Unpolished Grape 101: Tannins Explained

Have you ever tasted a glass of wine and your mouth felt like you just chewed a cotton ball? It was probably the tannins!

Tannin in Grape Skins

Tannins are not a flavor. Rather, they are polyphenols (astringent chemical compounds) found in grape skins. They are also found in fruits, veggies, wood, seeds, stems, leaves, bark, and a plethora of other livings plants. The compound results in a cottony mouthfeel when we eat grapes or drink wine.

The best way to understand how tannin influences grapes or wine is to peel the skin off of a black table grape and put it in your mouth, without the juicy pulp. When you chew the skin, you should be able to feel the cottony effect of tannin on your teeth and around your mouth.

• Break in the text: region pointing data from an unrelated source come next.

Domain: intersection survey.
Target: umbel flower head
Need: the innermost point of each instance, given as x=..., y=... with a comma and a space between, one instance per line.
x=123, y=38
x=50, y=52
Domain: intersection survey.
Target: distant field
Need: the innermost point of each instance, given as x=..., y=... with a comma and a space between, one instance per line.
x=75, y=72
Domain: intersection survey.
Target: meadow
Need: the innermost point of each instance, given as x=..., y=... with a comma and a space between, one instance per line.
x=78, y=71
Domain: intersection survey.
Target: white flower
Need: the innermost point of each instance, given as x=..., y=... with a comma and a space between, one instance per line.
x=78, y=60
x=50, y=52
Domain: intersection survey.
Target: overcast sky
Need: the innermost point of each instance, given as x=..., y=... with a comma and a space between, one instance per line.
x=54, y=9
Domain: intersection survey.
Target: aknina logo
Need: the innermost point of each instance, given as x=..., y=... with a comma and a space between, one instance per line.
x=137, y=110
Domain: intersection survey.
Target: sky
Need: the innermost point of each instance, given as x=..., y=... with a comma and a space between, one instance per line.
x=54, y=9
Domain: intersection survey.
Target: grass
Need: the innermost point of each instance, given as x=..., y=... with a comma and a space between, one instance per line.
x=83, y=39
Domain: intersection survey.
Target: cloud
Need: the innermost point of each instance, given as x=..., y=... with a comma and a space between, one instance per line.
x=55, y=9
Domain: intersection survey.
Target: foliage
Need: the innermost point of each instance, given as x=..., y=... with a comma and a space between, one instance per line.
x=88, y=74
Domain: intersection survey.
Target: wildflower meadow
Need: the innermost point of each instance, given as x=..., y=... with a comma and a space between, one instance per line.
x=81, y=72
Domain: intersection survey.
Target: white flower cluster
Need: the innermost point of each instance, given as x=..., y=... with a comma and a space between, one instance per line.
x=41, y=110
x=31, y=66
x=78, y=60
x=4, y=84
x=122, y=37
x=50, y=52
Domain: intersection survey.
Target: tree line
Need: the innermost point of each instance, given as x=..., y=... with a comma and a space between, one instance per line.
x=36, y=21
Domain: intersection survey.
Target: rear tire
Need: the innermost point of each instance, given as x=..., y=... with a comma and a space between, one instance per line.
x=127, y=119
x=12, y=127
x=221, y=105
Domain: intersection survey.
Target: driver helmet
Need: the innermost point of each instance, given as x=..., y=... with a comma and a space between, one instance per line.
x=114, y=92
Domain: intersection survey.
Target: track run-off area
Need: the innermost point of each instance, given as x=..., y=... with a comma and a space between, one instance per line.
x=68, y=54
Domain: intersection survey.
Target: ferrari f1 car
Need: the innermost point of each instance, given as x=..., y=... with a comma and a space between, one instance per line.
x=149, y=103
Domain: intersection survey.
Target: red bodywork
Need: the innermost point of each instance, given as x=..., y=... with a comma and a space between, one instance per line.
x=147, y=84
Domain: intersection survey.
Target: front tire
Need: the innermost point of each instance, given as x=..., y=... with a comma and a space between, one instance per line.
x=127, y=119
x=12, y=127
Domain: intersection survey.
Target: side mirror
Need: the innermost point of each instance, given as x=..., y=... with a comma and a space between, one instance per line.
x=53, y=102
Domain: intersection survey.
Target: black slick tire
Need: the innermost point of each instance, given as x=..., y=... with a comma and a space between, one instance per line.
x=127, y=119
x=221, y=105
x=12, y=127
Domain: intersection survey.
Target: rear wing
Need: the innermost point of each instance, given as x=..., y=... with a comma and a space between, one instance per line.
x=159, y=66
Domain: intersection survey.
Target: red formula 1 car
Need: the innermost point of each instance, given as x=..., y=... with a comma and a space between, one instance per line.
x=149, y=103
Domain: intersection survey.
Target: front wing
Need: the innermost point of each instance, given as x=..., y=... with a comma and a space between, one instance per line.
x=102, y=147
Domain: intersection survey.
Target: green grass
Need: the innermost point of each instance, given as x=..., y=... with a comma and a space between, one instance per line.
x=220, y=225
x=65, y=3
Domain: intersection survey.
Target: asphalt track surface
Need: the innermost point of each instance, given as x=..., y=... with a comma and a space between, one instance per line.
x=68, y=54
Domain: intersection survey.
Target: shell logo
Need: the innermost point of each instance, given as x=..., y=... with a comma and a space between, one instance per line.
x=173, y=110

Black grapes have higher levels of skin tannin than white grapes. And even within the black-grape category, all tannin levels are not the same. Cabernet Sauvignon, Nebbiolo, Syrah and Tannat have some of highest tannin levels. Whereas Pinot Noir and Grenach have relatively lower levels. In addition, smaller berries, i.e. Syrah, may contribute even more tannins to a wine due to it’s high skin/pulp ratio.

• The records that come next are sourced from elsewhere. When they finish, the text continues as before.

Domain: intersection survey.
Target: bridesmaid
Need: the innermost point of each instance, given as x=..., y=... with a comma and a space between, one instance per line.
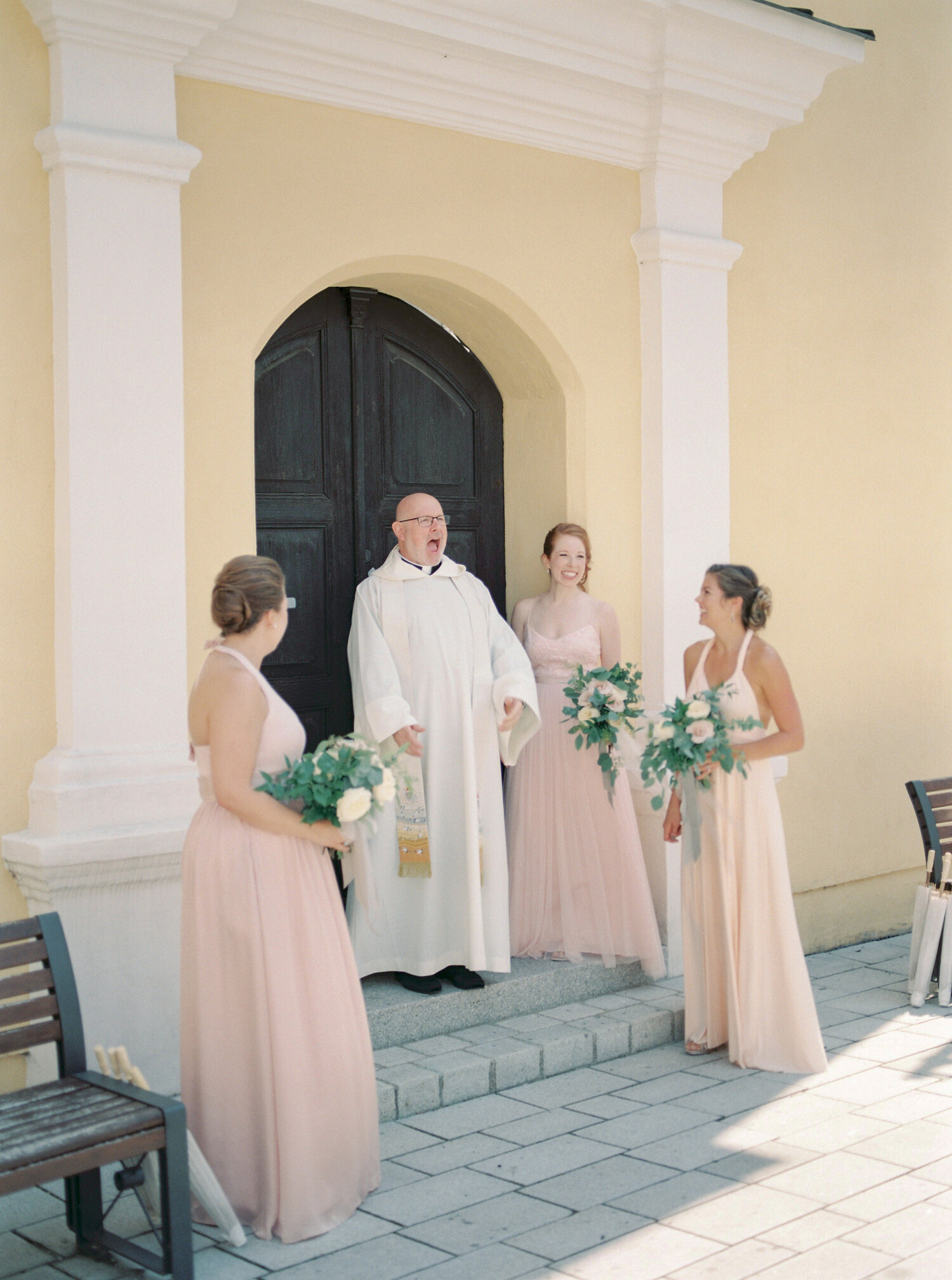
x=578, y=881
x=745, y=975
x=277, y=1067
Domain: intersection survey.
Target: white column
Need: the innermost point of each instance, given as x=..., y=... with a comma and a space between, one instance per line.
x=109, y=805
x=685, y=449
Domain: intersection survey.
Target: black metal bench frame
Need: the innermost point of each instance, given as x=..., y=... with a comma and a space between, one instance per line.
x=56, y=1003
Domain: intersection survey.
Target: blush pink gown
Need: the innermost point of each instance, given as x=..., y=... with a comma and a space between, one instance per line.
x=578, y=881
x=745, y=975
x=277, y=1067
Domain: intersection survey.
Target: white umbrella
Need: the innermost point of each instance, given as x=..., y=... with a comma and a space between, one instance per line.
x=204, y=1183
x=919, y=918
x=932, y=936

Any time grapes are fermented with their skins, the tannins make their way into the final product of wine.

Tannin in Grape Seeds and Stems

Tannin is also found in grape seeds and stems. A winemaker may choose to ferment the grape juice along with their seeds and stems to further extract tannin and additional flavor compounds existing in a grape cluster. This method may be more common for red wine, but some winemakers also choose to ferment white grapes along with skins, seeds and stems for more complexity.

Tannin From Oak

As mentioned earlier, tannins are also found in wood and bark. When any wine is aged in an oak vessel, it extracts the natural tannins found in that particular barrel and increases that cottony feel and flavor complexity of the final wine. Keep in mind, barrels lose their impact and impart lower tannin levels each time they are used.

Softening Tannins for Easy Drinking

Even though tannin is present in wood, extended periods of oak-aging may help to soften the natural tannins found in the grapes themselves. If you were to taste a Tannat wine before barrel-aging, the tannins may be so astringent that your lips pucker and the wine isn’t very drinkable. This is why many red wines need to age a bit.

Although barrels are tightly sealed, they are not 100% air-proof. Placing wine in barrels is a form of deliberate oxidation. As the oxygen seeps in the tiny barrel openings and crevices over time, it will slowly interact with wine and begin to soften the tannin astringency. When the tannins are softer and balanced the wine is more enjoyable.

Some people like tannic wine, others not so much. But we can’t deny the major role they play in the finished product!